I bought everything but the helim from oreintal trading.I had a 20.00 off 60.00 and since there was already some wanted items on the website I just added those.I will get the helim at walmart it's cheaper there.


----------



## INDY (Jul 18, 2008)

Did you get the Hi-Float at oriental trading too? And has anyone done these balloons in the past? Is it as easy as it looks? I would love to try these this year.


----------



## Frankie's Girl (Aug 27, 2007)

dippedstix said:


> I have a brand new bottle of hi-float. I bought it for a party last oct and never used it! You want it?


Aw, that's so nice! I'm in Texas, tho so the shipping wouldn't be great. 

I can get it around here most likely, but I really appreciate the offer!


----------



## Erebus (Sep 4, 2009)

Hey Frankies girl: I went to Hi-Float's website and they say you can get it at Party America. There isn't one in Houston but you might have to drive a little ways to get it. I am driving about 45 minutes to go to Ikea tonight and there is one pretty close to that. Here is the link HI-FLOAT


----------



## halloween71 (Apr 22, 2007)

INDY said:


> Did you get the Hi-Float at oriental trading too? And has anyone done these balloons in the past? Is it as easy as it looks? I would love to try these this year.


Yes they sell hifloat.


----------



## MHooch (Jun 15, 2007)

Hey FG, I saw hi-float in the Oriental Trading catalogue.


----------



## halloween71 (Apr 22, 2007)

I got two made and found thru trial and error that I required more than 1 pump of hi float I used two on one and one on the other.It also takes longer to dry 2-3 days.I also used a balloon pump instead of helium.

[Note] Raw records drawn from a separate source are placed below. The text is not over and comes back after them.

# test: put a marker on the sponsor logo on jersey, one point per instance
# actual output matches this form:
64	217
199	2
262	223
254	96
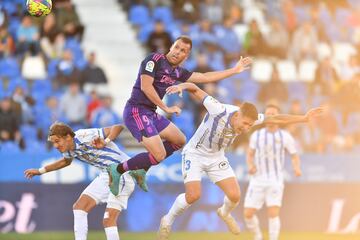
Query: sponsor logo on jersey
224	165
150	66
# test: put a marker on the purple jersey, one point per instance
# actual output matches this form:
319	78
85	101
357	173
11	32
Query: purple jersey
157	66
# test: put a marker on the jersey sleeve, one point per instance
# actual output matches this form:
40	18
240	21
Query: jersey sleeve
184	75
213	106
88	135
289	143
260	120
149	64
252	142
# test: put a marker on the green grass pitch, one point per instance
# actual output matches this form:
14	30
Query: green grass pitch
176	236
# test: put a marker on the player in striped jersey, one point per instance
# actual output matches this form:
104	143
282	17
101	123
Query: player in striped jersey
95	147
157	134
205	153
265	160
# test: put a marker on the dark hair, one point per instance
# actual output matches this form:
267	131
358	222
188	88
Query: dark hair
185	39
272	105
249	110
61	130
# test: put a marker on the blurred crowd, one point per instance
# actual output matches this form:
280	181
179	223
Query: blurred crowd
306	53
46	76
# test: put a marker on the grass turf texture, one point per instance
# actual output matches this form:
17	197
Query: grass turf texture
176	236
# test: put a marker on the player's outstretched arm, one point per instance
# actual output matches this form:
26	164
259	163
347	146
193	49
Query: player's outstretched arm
194	90
250	161
293	119
209	77
110	133
296	164
29	173
149	90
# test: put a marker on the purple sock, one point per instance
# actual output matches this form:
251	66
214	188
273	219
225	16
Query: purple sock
141	161
170	148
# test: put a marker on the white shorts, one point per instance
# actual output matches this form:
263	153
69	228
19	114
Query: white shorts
257	194
99	190
216	168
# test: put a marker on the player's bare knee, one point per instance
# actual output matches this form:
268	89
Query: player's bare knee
234	197
248	213
192	196
109	219
159	156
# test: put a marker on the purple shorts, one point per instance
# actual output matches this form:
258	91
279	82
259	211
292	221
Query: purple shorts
142	121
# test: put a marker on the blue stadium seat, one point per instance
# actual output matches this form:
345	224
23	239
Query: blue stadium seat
145	31
9	147
34	146
139	15
28	132
9	67
162	13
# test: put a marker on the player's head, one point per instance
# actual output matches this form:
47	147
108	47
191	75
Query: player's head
247	116
179	51
61	136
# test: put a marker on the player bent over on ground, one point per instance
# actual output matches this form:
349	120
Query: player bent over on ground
157	134
93	146
265	160
205	153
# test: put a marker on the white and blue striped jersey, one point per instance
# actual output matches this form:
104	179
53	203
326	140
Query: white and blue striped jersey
269	156
214	133
100	158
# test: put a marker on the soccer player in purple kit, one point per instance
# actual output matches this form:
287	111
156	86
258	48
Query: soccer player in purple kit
158	135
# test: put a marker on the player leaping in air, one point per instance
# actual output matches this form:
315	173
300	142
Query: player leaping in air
93	146
158	135
205	153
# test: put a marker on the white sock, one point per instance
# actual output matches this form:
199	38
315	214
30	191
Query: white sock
274	228
253	225
178	207
228	206
112	233
80	224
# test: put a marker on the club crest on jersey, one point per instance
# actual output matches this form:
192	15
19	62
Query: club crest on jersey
224	165
150	66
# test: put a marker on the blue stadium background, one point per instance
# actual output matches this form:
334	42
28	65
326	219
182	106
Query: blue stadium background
48	74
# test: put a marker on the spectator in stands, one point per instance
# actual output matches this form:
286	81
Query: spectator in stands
27	34
52	40
187	10
229	41
73	106
93	74
7	45
298	131
288	13
326	79
254	42
25	105
66	71
212	10
94	103
47	115
105	114
275	89
9	122
159	40
349	69
33	65
304	43
277	40
317	23
68	21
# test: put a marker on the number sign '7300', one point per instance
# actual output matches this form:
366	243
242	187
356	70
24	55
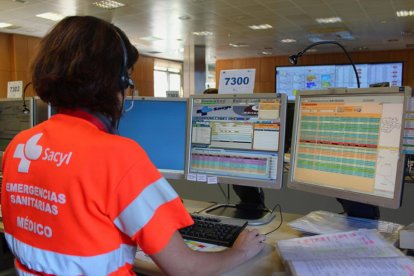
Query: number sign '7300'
237	81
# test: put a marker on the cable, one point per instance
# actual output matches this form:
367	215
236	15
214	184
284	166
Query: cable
281	219
132	101
224	194
294	58
25	110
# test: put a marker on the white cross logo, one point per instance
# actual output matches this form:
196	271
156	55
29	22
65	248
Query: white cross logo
27	152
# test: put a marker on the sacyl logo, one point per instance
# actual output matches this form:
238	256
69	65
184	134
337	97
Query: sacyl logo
31	151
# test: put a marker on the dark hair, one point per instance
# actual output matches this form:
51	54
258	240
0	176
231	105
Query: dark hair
79	65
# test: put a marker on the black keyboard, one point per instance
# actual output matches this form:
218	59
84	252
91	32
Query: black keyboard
213	230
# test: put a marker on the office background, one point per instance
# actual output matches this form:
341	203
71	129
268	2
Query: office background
16	51
372	21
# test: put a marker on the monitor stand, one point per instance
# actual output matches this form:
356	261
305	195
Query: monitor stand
359	210
250	208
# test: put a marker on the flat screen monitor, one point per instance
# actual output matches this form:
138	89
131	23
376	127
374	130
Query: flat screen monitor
13	119
290	79
158	125
41	111
236	139
347	144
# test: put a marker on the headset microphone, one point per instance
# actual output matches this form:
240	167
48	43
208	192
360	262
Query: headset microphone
25	110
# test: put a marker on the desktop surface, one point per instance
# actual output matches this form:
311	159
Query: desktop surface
266	262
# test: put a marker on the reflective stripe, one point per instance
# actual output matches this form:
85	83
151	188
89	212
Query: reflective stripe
141	210
61	264
22	273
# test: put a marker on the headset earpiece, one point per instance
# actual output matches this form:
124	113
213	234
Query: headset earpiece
124	80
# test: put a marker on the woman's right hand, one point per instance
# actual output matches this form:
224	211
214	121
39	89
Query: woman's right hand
249	243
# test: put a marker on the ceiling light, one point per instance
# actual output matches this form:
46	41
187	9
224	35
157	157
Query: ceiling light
266	53
4	25
261	27
404	13
150	38
238	45
108	4
51	16
288	40
328	20
184	17
203	33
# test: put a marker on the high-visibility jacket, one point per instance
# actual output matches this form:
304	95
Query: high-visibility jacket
77	200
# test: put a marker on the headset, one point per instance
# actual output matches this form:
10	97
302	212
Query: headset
125	80
25	109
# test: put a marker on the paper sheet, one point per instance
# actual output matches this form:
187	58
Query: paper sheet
353	244
350	267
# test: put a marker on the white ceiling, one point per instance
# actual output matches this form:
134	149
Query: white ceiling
366	24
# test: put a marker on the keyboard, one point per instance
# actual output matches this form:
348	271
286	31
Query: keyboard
213	230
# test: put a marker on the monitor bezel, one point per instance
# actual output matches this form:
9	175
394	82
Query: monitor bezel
276	184
168	174
29	104
336	64
393	202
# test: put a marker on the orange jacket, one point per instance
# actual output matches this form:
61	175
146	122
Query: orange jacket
77	200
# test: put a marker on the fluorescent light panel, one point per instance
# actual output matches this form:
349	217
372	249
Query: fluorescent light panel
51	16
328	20
261	27
150	38
238	45
288	40
108	4
405	13
203	33
4	25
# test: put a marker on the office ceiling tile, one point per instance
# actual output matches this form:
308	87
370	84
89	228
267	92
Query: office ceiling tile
372	23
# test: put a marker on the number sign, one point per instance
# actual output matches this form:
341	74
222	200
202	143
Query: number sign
237	81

this one has two pumps of hf.











this one has one.
I am going to work with them some more becuase they still don't have the effect I was hoping for.


----------



## INDY (Jul 18, 2008)

Thanks so much for posting your pics halloween71. I am going to do this also, so thanks for the tips too.


----------



## zoe (Sep 23, 2009)

Or you can buy it from the UK store linked...I love their "no quibbles" return policy! Too cute!


----------



## Witchful Thinking (Jun 3, 2011)

Did anyone ever get this to work as pictured in the how-to? I really love the idea but was hoping to hear if anyone had more success before I buy all the parts!


----------



## witchymom (Oct 6, 2008)

thats really neat!


----------



## Trinity1 (Sep 5, 2009)

That looks fantastic!!!


----------



## LilsheDevil (Aug 30, 2005)

I tried this last year for my Party,well,my husband was playing with the Balloons,it was pretty easy,didn't take much time,just insert the spider,then the high-float,my dog had fun with them too,which didn't last long,this year my husband and dog are banned!


----------